Viele Flüchtlinge und Asylbewerber kamen und verbrachten beim gemütlichen Beisammensein, bei Spiel und Sport, einen vergnüglichen Nachmittag auf den Wiesen rund um St. Columban – unter ihnen zahlreiche Familien mit Kindern. Mit von der Partie waren auch ehrenamtliche Helfer, die sich um die Menschen aus Syrien , Afghanistan, Nigeria, Eritrea, Gambia und anderen Ländern kümmern, die in der Erstunterkunft in der Paulinenstraße wohnen oder mittlerweile im Rahmen der Anschlussunterbringung eine andere Bleibe in Friedrichshafen gefunden haben.

In diesem Jahr gab es Spezialitäten aus den jeweiligen Heimatländern zu verköstigen, die von einigen Besuchern mitgebracht wurden. Zum Beispiel „Kufte“, eine Art Fleischbällchen aus Lammfleisch, die in Syrien mit scharfer Soße und Reis serviert werden. Echt lecker und von Ghayas Abolkader fachmännisch zubereitet. Oder Hühnchen mit Reis und in Öl gebackenem Brot, das die Syrerin Hiwa Joe mitgebracht hat. Natürlich aber auch der typisch deutschen Kartoffel- oder Krautsalat, der in bewährter Manier vom Columban-Team vorbereitet wurde.

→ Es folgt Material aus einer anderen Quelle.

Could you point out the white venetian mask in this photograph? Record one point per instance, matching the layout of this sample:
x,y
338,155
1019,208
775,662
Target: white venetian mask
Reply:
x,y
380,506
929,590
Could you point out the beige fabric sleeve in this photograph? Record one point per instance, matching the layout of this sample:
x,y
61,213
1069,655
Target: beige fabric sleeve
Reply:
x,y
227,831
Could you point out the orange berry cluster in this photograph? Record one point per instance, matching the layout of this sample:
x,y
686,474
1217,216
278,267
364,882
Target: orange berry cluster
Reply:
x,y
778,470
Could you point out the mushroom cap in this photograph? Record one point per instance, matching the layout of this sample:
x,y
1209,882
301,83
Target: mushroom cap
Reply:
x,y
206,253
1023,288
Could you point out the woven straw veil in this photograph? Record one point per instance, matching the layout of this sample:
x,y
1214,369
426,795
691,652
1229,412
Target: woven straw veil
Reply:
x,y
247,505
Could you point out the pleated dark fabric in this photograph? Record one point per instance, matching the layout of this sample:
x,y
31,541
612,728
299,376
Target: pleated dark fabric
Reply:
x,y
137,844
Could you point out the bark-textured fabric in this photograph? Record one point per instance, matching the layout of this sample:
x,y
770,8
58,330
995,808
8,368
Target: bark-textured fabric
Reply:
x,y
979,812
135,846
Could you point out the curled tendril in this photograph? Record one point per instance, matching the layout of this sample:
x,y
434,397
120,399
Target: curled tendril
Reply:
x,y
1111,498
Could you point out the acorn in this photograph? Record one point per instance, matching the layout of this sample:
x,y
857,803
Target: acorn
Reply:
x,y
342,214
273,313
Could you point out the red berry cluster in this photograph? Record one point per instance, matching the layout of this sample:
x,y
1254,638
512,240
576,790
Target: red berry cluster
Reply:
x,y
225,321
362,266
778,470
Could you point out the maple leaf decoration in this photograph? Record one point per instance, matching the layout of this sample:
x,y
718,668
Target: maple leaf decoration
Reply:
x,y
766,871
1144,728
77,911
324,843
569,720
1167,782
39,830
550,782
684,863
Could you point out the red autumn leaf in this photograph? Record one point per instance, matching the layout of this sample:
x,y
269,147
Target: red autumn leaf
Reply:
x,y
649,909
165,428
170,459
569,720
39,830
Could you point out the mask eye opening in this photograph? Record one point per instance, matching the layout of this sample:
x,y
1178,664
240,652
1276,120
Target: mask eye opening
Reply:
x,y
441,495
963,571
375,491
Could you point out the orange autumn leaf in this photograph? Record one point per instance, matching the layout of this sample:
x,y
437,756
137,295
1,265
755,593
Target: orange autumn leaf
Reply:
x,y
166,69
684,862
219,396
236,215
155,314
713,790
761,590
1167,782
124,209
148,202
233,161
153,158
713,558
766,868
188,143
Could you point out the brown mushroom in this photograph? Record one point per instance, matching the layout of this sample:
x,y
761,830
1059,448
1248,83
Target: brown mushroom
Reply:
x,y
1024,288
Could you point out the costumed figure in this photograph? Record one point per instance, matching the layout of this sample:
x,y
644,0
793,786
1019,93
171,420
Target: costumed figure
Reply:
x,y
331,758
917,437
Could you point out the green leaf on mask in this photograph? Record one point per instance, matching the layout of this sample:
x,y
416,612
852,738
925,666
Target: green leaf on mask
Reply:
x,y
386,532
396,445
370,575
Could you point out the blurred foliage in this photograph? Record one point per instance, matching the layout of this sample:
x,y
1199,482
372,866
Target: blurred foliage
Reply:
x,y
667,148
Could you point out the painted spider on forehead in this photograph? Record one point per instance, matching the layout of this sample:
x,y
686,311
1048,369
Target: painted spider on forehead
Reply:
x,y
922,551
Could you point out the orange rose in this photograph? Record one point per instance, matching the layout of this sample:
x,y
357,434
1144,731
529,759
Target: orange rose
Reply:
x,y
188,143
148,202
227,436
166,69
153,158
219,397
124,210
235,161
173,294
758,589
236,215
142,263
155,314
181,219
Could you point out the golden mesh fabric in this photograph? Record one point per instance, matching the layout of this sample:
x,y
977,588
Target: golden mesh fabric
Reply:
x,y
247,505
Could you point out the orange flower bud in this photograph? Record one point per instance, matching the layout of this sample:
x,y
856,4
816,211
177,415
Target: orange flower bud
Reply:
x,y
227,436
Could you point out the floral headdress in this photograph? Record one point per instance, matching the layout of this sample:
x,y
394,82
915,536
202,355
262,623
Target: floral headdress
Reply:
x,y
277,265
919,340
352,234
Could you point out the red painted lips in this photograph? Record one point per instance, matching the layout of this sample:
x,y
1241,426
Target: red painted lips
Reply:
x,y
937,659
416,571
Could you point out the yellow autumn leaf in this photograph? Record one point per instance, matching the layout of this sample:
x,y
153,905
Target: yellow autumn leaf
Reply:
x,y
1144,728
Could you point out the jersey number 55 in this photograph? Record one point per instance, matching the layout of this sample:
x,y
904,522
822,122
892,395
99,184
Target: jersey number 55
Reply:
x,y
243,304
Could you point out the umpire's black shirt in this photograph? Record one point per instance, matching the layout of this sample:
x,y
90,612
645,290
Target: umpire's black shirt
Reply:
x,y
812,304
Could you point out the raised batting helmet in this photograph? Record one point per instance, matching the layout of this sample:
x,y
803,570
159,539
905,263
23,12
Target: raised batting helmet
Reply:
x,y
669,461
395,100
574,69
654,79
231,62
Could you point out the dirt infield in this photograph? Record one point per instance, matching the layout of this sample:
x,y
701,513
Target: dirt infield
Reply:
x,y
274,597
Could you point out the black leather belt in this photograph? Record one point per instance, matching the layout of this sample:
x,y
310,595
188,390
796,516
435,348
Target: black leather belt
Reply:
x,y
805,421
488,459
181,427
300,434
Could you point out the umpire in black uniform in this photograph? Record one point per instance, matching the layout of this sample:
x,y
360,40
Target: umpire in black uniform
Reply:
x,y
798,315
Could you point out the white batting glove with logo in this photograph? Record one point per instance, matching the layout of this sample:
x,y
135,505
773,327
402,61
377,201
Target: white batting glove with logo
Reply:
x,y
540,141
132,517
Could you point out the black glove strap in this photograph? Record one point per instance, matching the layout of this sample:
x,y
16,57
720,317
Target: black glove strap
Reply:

Jemand klopft an die Tür. „Darf ich hereinkommen?“ „Ja, bitte“, tönt es von der anderen Seite. Andere Situation: Man trifft sich auf der Straße. „Wie geht’s Ihnen?“, fragt der eine. „Noch einen schönen Sonntag“, sagt der andere am Ende der kurzen Unterhaltung. Typische Ansatzpunkte ihres interaktiven Sprachunterrichts, von dem Gerda Marseglia am Rande des Sommerfestes berichtet. Ein etwas anderer Deutschkurs, den die pensionierte Schulleiterin jeweils am Freitagnachmittag im Rahmen des „Café Miteinader“ in der Paulinenstraße anbietet. „Mir geht’s um umgangssprachliche Kompetenz“, sagt sie. „Außerdem wird so der Unterricht nicht langweilig. Und Erfolgserlebnisse stellen sich bei mir genauso ein wie bei den Asylbewerbern.“

Dann folgte er mit Spannung erwartete Auftritt der syrischen Männer-Tanzgruppe unter der Leitung von Abdullah Sayed, die schon beim Interkulturellen Stadtfest ihre Feuertaufe bestanden hat. „Wir sind elf Männer im Alter von 28 bis 37 Jahren. Wir üben ein bis zweimal monatlich und haben viel Freude am folkloristischen Tanz. Wir freuen uns aber, dass unsere Tänze gut ankommen und darüber, dass wir so viele positive Rückmeldungen bekommen haben“, sagt Abdullah Sayed.